Thursday, April 20, 2017

'Care for the family shouldn't stop when the child dies'

By Louise Kinross

When Bruno Geremia’s son Matthew died two years ago, Bruno's sense of loss extended to the people he knew at Holland Bloorview during Matthew’s life.

“When you lose your child, you also lose your care team and the community at Holland Bloorview,” says Bruno (centre, with wife Marlene right and family leader Vivian Low left).

“When you walk through the door for the first time after, there's a sense that you don’t belong anymore. We live in a culture that doesn’t want to talk about death, especially if your child is really complex or fragile.”

Bruno and other parents want to change that.

They’re working with Holland Bloorview staff to create an annual celebration of life event and other supports.

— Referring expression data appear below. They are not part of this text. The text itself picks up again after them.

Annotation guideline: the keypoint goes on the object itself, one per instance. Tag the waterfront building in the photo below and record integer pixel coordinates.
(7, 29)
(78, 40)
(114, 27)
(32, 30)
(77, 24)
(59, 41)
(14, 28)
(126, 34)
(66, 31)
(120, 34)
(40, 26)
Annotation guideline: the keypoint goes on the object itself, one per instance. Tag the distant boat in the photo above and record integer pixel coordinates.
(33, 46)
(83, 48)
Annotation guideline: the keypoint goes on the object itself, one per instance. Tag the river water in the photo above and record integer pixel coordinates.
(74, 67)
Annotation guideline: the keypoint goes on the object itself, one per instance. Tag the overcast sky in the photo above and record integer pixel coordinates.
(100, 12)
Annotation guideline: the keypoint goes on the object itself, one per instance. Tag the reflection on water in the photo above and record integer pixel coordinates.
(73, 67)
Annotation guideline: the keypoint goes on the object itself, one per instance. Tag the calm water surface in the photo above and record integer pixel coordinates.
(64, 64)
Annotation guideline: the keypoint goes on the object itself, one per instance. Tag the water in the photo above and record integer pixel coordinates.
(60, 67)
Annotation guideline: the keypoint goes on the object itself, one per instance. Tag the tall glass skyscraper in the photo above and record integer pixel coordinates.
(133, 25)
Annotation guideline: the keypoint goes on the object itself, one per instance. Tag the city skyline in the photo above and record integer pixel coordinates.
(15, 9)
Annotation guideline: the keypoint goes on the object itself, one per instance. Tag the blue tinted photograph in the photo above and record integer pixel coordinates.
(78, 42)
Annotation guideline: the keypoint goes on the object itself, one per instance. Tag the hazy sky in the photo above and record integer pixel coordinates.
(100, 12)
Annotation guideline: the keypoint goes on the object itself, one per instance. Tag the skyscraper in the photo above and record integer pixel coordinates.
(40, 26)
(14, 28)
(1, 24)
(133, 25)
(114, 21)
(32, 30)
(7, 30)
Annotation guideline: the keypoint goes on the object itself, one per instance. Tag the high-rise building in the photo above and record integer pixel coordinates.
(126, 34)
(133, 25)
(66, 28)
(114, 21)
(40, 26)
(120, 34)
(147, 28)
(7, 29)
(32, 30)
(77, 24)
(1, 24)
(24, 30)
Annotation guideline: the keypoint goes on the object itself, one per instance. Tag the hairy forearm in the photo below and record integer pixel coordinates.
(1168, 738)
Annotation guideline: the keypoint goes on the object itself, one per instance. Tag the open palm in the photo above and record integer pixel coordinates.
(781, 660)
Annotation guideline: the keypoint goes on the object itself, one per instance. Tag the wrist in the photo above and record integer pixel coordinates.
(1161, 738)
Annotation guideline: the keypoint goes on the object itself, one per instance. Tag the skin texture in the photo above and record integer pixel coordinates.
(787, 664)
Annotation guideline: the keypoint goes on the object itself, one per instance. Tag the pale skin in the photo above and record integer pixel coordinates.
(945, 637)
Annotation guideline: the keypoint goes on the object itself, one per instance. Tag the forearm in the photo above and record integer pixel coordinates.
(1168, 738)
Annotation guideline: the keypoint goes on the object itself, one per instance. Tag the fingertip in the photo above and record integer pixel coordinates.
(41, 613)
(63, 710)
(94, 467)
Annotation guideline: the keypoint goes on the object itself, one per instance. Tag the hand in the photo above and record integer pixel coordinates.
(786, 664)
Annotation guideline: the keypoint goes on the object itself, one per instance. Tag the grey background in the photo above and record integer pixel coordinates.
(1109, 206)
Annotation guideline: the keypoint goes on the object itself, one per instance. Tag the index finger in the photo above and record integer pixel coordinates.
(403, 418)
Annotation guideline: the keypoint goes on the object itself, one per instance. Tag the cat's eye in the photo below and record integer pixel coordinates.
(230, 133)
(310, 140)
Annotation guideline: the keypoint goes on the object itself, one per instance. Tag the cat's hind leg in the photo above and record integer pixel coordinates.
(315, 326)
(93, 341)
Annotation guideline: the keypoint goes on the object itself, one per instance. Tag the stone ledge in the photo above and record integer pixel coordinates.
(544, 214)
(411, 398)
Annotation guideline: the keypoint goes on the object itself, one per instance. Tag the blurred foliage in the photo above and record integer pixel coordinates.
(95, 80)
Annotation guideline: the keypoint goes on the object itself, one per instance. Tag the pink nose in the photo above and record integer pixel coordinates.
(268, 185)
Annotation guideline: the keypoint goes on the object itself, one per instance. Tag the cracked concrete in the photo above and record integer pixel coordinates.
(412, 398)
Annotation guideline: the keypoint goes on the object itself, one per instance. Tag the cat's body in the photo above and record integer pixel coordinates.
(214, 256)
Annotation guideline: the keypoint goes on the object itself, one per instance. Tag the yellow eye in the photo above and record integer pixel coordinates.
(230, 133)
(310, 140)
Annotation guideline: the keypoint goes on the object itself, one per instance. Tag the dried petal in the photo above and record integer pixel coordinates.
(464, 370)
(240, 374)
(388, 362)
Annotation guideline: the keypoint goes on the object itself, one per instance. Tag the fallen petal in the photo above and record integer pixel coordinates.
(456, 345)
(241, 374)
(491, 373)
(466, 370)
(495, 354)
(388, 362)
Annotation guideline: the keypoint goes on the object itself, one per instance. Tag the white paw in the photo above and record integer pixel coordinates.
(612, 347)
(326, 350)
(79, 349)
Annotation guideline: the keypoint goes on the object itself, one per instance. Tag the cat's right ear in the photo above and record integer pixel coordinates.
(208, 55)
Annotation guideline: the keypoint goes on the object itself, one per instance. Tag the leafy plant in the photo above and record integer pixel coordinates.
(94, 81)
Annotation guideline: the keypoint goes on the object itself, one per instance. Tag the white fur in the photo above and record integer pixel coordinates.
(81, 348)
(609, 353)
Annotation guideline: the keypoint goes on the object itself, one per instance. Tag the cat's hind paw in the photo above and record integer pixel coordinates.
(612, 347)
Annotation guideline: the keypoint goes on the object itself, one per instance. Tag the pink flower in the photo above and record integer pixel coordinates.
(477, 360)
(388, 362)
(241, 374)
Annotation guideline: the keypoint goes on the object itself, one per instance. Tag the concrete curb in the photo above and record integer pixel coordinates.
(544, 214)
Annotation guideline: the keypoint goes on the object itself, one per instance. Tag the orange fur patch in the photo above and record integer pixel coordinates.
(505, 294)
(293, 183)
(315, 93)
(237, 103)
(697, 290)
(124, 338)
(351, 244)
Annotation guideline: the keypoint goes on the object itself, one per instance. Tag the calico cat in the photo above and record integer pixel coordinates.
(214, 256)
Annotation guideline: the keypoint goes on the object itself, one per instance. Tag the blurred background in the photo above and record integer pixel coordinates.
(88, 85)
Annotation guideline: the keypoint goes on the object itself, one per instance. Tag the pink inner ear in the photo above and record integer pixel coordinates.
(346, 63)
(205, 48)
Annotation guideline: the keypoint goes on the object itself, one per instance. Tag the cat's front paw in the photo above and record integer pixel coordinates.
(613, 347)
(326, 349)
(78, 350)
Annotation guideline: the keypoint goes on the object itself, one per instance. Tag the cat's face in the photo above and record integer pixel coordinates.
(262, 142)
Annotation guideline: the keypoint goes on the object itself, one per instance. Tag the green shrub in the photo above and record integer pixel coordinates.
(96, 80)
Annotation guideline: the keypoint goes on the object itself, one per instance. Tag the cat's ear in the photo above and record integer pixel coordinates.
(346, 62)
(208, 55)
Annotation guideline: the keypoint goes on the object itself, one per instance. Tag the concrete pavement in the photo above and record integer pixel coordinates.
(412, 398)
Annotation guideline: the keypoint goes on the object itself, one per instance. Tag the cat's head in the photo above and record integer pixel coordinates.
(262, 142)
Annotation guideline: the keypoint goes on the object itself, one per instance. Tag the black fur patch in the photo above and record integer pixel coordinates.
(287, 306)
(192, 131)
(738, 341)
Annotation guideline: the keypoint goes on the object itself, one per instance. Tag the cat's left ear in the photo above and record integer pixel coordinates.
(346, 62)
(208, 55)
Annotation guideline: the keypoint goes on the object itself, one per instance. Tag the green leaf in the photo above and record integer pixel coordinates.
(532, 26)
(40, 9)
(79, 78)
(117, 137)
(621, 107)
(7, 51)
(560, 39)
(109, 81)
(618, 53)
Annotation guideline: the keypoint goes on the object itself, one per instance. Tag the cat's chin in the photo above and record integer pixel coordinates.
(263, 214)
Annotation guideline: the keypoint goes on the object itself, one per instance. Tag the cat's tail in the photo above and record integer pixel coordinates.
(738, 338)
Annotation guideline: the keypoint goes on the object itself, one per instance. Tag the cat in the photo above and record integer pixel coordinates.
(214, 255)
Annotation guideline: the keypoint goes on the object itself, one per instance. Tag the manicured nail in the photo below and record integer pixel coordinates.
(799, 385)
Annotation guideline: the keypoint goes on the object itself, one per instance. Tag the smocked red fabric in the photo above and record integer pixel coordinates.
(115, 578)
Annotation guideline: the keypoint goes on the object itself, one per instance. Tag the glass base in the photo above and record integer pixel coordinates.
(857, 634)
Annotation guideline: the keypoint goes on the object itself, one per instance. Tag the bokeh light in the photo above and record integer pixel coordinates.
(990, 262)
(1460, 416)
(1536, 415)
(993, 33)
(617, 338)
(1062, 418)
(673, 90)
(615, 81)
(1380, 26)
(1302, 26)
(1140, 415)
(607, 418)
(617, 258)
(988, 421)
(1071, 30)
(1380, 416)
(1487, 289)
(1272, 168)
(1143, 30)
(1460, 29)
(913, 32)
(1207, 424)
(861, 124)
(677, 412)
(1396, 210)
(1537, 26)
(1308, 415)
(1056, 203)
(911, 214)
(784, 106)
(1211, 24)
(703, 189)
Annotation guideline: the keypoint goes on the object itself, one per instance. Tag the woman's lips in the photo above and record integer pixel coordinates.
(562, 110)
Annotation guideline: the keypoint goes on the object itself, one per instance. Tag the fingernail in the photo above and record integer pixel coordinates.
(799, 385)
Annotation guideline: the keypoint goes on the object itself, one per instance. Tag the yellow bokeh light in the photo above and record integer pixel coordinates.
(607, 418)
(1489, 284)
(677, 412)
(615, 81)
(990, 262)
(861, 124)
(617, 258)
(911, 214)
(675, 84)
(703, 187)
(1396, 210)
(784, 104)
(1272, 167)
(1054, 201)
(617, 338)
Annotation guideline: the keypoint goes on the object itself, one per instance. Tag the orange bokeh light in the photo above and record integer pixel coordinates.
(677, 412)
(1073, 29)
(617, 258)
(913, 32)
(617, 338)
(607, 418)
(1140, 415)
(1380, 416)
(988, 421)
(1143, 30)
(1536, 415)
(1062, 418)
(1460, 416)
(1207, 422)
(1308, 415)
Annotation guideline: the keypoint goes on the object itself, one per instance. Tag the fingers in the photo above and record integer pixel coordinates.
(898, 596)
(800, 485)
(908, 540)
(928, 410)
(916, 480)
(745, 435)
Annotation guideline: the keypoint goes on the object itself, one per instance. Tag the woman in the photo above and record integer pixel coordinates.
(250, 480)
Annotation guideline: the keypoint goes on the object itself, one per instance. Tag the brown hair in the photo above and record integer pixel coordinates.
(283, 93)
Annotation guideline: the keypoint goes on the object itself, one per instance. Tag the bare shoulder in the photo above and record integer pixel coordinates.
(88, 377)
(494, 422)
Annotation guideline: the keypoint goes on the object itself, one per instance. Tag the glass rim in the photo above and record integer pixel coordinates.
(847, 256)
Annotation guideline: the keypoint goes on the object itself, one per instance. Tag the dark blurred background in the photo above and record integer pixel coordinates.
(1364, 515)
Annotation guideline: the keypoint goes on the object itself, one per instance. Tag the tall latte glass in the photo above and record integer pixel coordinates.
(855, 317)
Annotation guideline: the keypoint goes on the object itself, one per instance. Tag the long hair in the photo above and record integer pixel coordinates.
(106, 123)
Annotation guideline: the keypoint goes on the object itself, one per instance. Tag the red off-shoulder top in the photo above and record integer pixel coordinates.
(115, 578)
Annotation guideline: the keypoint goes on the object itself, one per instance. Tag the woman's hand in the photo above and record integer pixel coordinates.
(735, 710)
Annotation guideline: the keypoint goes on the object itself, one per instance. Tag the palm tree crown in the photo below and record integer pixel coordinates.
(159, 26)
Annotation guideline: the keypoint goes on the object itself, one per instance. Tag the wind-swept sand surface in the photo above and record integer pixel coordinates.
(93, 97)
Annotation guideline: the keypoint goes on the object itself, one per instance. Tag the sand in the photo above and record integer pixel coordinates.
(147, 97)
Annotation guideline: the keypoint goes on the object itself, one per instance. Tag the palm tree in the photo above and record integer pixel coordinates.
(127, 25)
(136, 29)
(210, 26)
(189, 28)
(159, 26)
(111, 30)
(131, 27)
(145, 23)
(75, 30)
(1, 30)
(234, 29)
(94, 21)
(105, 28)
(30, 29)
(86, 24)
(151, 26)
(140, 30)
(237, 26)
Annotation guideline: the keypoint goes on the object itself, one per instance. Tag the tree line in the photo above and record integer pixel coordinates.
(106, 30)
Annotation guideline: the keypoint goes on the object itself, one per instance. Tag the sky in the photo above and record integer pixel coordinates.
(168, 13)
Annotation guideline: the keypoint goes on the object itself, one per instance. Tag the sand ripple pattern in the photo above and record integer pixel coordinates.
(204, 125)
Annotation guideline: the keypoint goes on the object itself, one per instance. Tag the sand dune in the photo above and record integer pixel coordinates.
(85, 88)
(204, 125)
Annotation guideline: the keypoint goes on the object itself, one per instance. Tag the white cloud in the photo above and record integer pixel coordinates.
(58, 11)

The first event will take place in Spiral Garden on June 11. It’s for Holland Bloorview families whose child has died in the last two years. There will be photographs of the children, fun activities for the whole family, and the dedication of a piece of art. “We’re working with Spiral Garden staff to create a butterfly that will honour the children,” Vivian says. Her son Ethan died almost 10 years ago. “The plan going forward is that every year we will have the celebration and install a new piece of art.” The parents also hope to have a dedicated art work inside the hospital.

Vivian recalls that after her son died, “there was no support besides Bereaved Families of Ontario. But it’s in the community, and you have to retell your story to strangers.”

Families feel cut off from “the people who know the road we’ve travelled, and who knew our child,” Bruno says. “We believe it shouldn’t end like that.”

Bruno and Vivian, who are both members of Holland Bloorview’s family advisory, say the group has been an important ongoing connection for them. “I was lucky because June Chiu called and said ‘I hope you’ll come back and be part of the family advisory,’ Vivian says. “Sometimes it was hard, and I’d feel a little like a fraud, like my child isn’t going to any of the clinics, maybe I shouldn’t be here? There’s a fear of being an outsider.”

But Vivian says she was welcomed back. “When your child dies, you get the feeling that nobody else understands, and they can’t. That’s why it’s so important to talk to someone with the same experience, who knows what it feels like to live through that. I had June, and then Bruno and Marlene, to talk to.” Too often, Vivian says, Holland Bloorview families “don’t have that opportunity.”

To remedy this, the parents plan to set up coffee talks a couple of times a year where parents meet at Holland Bloorview to remember their kids and share support. “We’d also like to look at supporting siblings,” Vivian says. “For us, that was a huge gap when parents are struggling themselves.”

Bruno says his continued participation on Holland Bloorview’s family advisory “is a tribute to Matthew’s life. Before Matthew died, I didn’t think I’d be strong enough to do that. But after, I thought, everything I’ve learned, I’ve learned because of Matthew. This keeps him alive.”

Vivian agrees. “We’re a voice for our children and the needs of our families. Our children keep us connected to Holland Bloorview and we honour them by staying involved.

Bruno and Vivian shared these reflections that may be helpful to other parents whose child has died:
  • There is no road map for grief, no time line or 12 steps. It’s individual, and you have to accept that your journey is going to be that way. It will change from day to day and year to year.
  • Anniversaries, especially in the first year after your child dies, are very hard.
  • Grief can ambush you when you’re least expecting it.
  • Talking to other parents who’ve lost a child is soothing. You don’t have to explain anything, and if you fall apart, it’s okay.
  • Counselling helps.
  • Find ways to honour your child. Vivian’s family raised money for a multi-sensory room in the school her son went to, and where her daughter still attends. Bruno’s family participates in the Hike for Hospice to make people aware of the amazing care they received at Emily’s House.
Advanced care planning with a palliative care team can help families build beautiful memories with their child. “We spend so much time going to appointments, doing therapy, and for the more complex kids, just feeding them, that we don’t get to have family time,” Vivian says. “We need to be encouraged to not feel guilty about putting that aside, so we can have fun times as a family.” Bruno notes that his family cherished Thanksgiving, Christmas, birthday and Easter celebrations with Matthew while he lived at Emily’s House.

Most important, “Care for the family shouldn’t stop when the child dies,” Bruno says. “If we are family-centred, we need to continue to provide care to the family that has to go on.”

Bruno and Vivian say social workers, nurse practitioners and senior managers at Holland Bloorview are eager to participate. The other parent on the celebration of life committee is Cheryl Runstedler. You can read about Cheryl and her son Jordan here. To learn more about the June event, e-mail social worker Barb Germon at


Vivian! I am so happy to see you talking about this. I'm not a parent and my mom had good supports when my brother died. But yes, Bloorview, Sick kids and a lot of other places force you to develop a new relationship.